Yokota J, Imai H, Seki K, Ninomiya C, Mizuno Y
Department of Neurology, Juntendo University School of Medicine, Tokyo, Japan.
Eur Neurol. 1992;32(6):354-8. doi: 10.1159/000116860.
We report a 67-year-old female with orthostatic and voice tremor. Her orthostatic tremor mainly affected her lower extremities, alternating between antagonist muscle groups at a frequency of 4.4-4.8 Hz. The voice tremor ranged between 4.8 and 8.8 Hz. In this case, the frequency of voice tremor was same as that of orthostatic tremor, suggesting a common origin from a tremor-generating mechanism.

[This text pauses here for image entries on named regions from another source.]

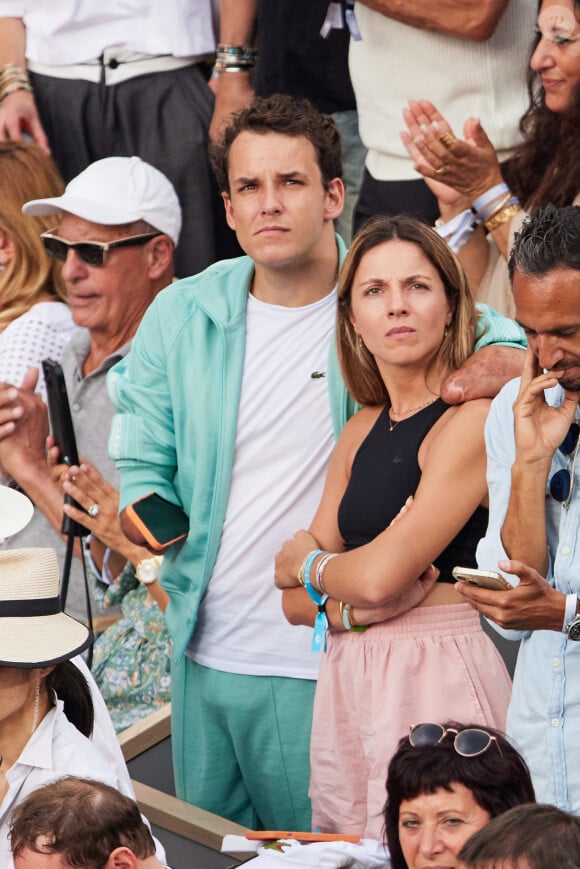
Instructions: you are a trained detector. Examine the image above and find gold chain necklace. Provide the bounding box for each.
[389,395,439,431]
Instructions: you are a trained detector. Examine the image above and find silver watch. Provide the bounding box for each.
[135,555,163,585]
[566,613,580,640]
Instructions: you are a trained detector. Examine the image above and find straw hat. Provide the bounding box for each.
[0,549,92,667]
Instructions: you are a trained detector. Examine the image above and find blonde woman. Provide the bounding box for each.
[0,142,75,398]
[276,216,510,839]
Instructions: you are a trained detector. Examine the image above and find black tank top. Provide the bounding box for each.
[338,398,488,582]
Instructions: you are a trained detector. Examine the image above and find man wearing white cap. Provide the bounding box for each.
[0,157,181,616]
[0,0,229,277]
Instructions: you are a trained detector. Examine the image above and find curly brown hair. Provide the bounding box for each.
[209,94,342,193]
[502,0,580,210]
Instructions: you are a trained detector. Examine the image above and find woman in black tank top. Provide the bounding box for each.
[276,216,510,838]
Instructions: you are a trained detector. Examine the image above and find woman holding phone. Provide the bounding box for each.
[276,216,510,838]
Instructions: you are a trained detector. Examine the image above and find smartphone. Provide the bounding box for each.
[451,567,512,591]
[126,492,189,552]
[42,359,90,537]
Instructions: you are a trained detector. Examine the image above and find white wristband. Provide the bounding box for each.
[562,594,578,634]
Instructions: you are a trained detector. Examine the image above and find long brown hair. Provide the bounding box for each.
[337,215,478,406]
[0,142,66,332]
[502,0,580,210]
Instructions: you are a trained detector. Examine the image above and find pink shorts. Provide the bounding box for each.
[310,604,511,839]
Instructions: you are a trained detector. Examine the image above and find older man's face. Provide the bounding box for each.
[513,268,580,392]
[54,213,160,347]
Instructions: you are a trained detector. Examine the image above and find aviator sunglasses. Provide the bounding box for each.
[409,724,501,757]
[550,422,580,510]
[40,231,163,266]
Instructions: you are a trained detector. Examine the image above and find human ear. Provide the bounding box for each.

These tremors were diagnosed as 'forme fruste' of the essential tremor, not the incipient stage of Parkinson's disease. Medications including clonazepam, perphenazine, Dopa and trihexyphenidyl hydrochloride had no effect on both the orthostatic and voice tremors, but propranolol was somewhat beneficial on voice tremor.
我们报告了一名67岁患有体位性和声音震颤的女性。她的体位性震颤主要影响下肢,拮抗肌群以4.4 - 4.8赫兹的频率交替出现。声音震颤频率在4.8至8.8赫兹之间。在这种情况下,声音震颤的频率与体位性震颤相同,提示它们源于共同的震颤产生机制。这些震颤被诊断为特发性震颤的“顿挫型”,而非帕金森病的早期阶段。包括氯硝西泮、奋乃静、多巴和盐酸苯海索在内的药物对体位性和声音震颤均无效果,但普萘洛尔对声音震颤有一定益处。